Poster Presentation 12th Australian Peptide Conference 2017

Understanding structure, self-assembly and biological activity of natural cyclic lipodepsipeptides by synthetic modification (#172)

Annemieke Madder 1 , Matthias De Vleeschouwer 1 2 , Yentl Verleysen 1 2 , Nele Matthijs 3 , Davy Sinnaeve 2 , Niels Geudens 2 , Tom Coenye 3 , Jose C Martins 2
  1. Department of Organic and Macromolecular Chemistry / Organic and Biomimetic Chemistry Research Group, Ghent University, Ghent, Belgium
  2. Department of Organic and Macromolecular Chemistry / NMR and Structure Analysis Unit, Ghent University, Ghent, Belgium
  3. Department of Pharmaceutical Analysis / Laboratory of Pharmaceutical Microbiology, Ghent University, Ghent, Belgium

Cyclic lipodepsipeptides (CLPs) produced by Pseudomonads constitute a large group of secondary metabolites characterized by an oligopeptide chain, C-terminally involved in the formation of a depsipeptide bond through macrolactonization and N-terminally linked to a fatty acid moiety. Despite their clinical and agriculture related potential, the molecular mechanism of action of CLPs remains yet to be determined.

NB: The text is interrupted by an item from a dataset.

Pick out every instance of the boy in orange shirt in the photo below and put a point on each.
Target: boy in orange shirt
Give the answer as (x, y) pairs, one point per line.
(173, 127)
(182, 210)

In order to allow full exploitation of the promising properties of these compounds, considerable efforts are currently devoted to isolate, identify and characterize the activity profile of such CLPs. Establishing structure-function relationships and understanding their interactions with biological membranes at the molecular level are key requirements for the further development of these compounds.

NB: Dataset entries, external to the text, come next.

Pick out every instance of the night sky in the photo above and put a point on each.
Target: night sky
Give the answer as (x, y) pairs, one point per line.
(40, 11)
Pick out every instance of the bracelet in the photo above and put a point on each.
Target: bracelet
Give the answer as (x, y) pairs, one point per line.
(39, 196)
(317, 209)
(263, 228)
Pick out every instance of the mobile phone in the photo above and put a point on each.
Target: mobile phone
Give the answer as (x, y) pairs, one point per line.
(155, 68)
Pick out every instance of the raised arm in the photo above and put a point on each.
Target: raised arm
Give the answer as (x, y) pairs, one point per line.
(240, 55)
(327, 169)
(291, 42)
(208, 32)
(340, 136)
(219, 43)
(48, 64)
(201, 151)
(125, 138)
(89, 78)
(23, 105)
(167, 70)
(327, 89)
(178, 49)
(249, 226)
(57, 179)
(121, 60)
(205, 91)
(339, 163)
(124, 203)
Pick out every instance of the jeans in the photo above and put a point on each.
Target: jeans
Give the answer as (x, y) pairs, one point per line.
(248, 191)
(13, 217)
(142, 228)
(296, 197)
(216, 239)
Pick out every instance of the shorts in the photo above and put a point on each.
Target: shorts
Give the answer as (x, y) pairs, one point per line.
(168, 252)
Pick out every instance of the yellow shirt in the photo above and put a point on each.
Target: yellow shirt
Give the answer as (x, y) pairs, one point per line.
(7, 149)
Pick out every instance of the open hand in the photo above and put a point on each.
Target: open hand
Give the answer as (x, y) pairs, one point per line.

Extensive NMR studies revealed that individual molecules self-assemble into well-defined supramolecular structures in non-polar solvents.[1,2] We became interested in exploring the molecular structure of the self-assembly and its role in biological activity, which involves membrane interaction. For this, a rapid, efficient solid-phase synthesis strategy was developed, which has vastly expanded the chemical space previously limited to natural variations.[3,4,5] The newly developed route allows the straightforward production of analogues for structure-activity relationship studies, including an Ala-scan and modifications to the fatty acid moiety. Over 40 variations have been designed, synthesized and evaluated for biological activity. Using NMR diffusion measurements, the modulation of the self-assembly could be monitored, revealing fundamental intermolecular contacts. Additionally, the enantiomer of pseudodesmin A was produced, revealing identical biological activity, for the first time demonstrating that no chiral interactions mediate these compounds’ mode of action.

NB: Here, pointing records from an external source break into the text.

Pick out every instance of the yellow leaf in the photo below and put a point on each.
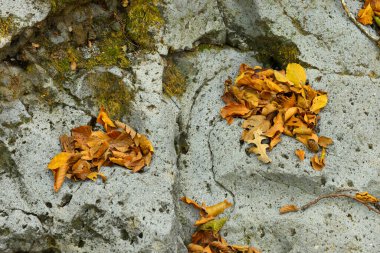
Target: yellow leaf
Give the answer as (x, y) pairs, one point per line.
(60, 160)
(318, 103)
(214, 225)
(280, 77)
(259, 148)
(59, 177)
(288, 209)
(93, 176)
(194, 248)
(301, 154)
(296, 74)
(104, 120)
(203, 220)
(365, 15)
(366, 197)
(324, 141)
(318, 163)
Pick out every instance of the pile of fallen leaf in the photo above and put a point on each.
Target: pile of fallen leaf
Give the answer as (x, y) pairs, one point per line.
(274, 103)
(86, 151)
(207, 238)
(370, 12)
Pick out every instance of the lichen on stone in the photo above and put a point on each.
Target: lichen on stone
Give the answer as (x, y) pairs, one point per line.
(143, 17)
(276, 51)
(112, 52)
(174, 82)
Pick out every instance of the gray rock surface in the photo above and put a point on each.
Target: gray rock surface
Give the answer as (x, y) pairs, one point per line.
(196, 153)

The impact of amino acid composition, stereochemistry and lipid tail length on biological activity allow us to identify several key-modulators of biological activity, which are interpreted in terms of the three dimensional structures obtained using NMR and/or X-ray diffraction.

  1. 1. D. Sinnaeve, P.M.S. Hendrickx, J. Van Hemel et al. Chem. Eur. J. 2009, 15, 12653-12662. 2. D. Sinnaeve, M.A. Delsuc, J.C. Martins and B. Kieffer. Chem. Sci. 2012, 3, 1284-1292 3. M. De Vleeschouwer, D. Sinnaeve, J. Van den Begin et al. Chem. Eur. J., 2014, 20, 7766-7775. 4. M. De Vleeschouwer, J. C. Martins, and A. Madder. J. Peptide Science, 2016, 22, 149-155. 5. M. De Vleeschouwer, D. Sinnaeve, N. Matthijs, T. Coenye, A. Madder and J. C. Martins. Chemistry Select, 2017, 2, 640–644.